The American barbershop is a strange entity. It’s a place where you go for grooming, sure, but it’s first and foremost a community center. And Charlotte’s barbershop is no different.
Jermaine and Damian Johnson started No Grease! Barber Shop in 1997, but they’ve been cutting hair since long before then. You might say they were born into it: The brothers spent a lot of time around hair with their mother, who was a stylist for a living.
“Our mom taught us because we enjoyed getting our hair cut a little too much, and she was tired of cutting our hair,” Damian laughs. “We started practicing on each other when we were 11. Each was the other’s first test dummy, and we actually got mostly good results. If you did a good job, then the pressure was on the next man to give you a good cut.”
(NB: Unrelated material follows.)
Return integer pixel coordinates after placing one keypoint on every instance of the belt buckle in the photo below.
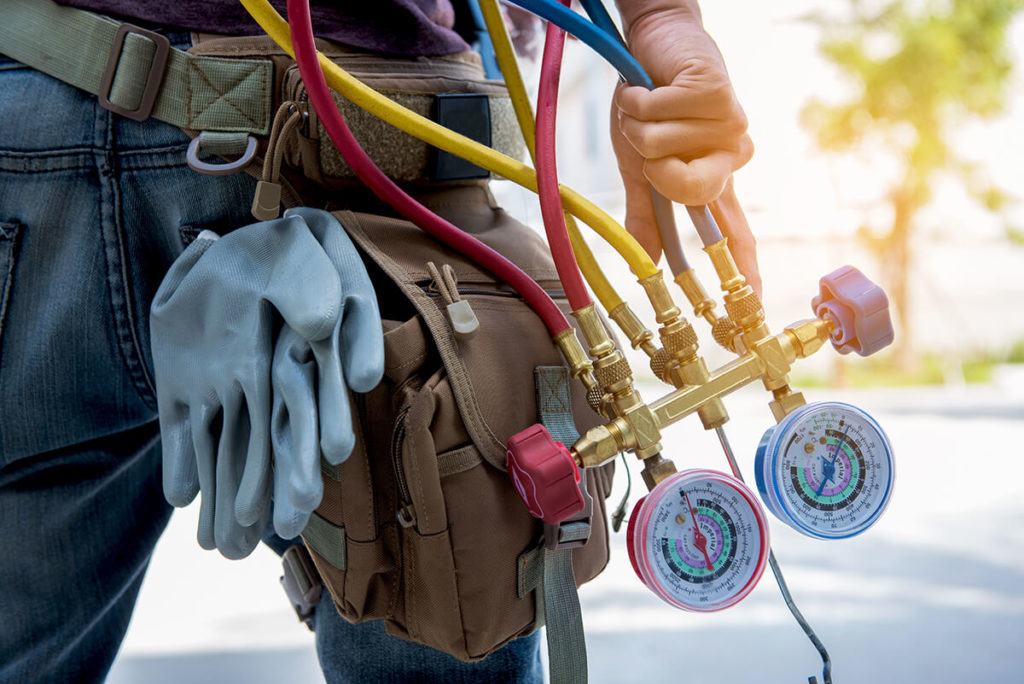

And the difference between a good cut and a bad one was always obvious: Damian and Jermaine are twins. The two started barbering their own clients in the 80s, during the age of the Jehri Curl, a hairstyle notorious for its heavy use of styling grease. The brothers Johnson tired of the 80s quickly.
“It was a pet peeve of ours. You couldn’t give these guys a good cut if their hair was full of product,” Damian explains, grinning, “so we used to put up a little sign asking for no grease in your hair before a haircut. We became the ‘No-Grease Twins.’”
The name has meaning outside of this anecdotal one, though. Jermaine’s college career taught him about the minstrel shows of the 19th and early 20th centuries, in which actors in blackface lampooned black people, spreading and perpetuating racial stereotypes. Those actors covered their faces in greasepaint.
“We wanted to take something that was at one time really degrading to black people and put it on our walls,” Damian says, “proclaiming that we’re not going to do that anymore. No grease, no shucking and jiving, the jig is up.”
It’s a name—and a logo—that invites discussion, but the barber shop is precisely the place for that. It’s the place for those kinds of “discussions that you may not normally have in a business.”
“It’s always been this place where we could deal with race relations and deal with these different issues—a place to come find some type of common ground.”
Why, though, has the barber shop historically been the place for people “of all walks of life” to come together? Damian and Jermaine think the answer is simple. They noticed it growing up in the industry, watching their mom and her clients.
“There’s something about hair, something about vanity, that really…equalizes everybody,” Damian muses. “Everybody wants to look good.”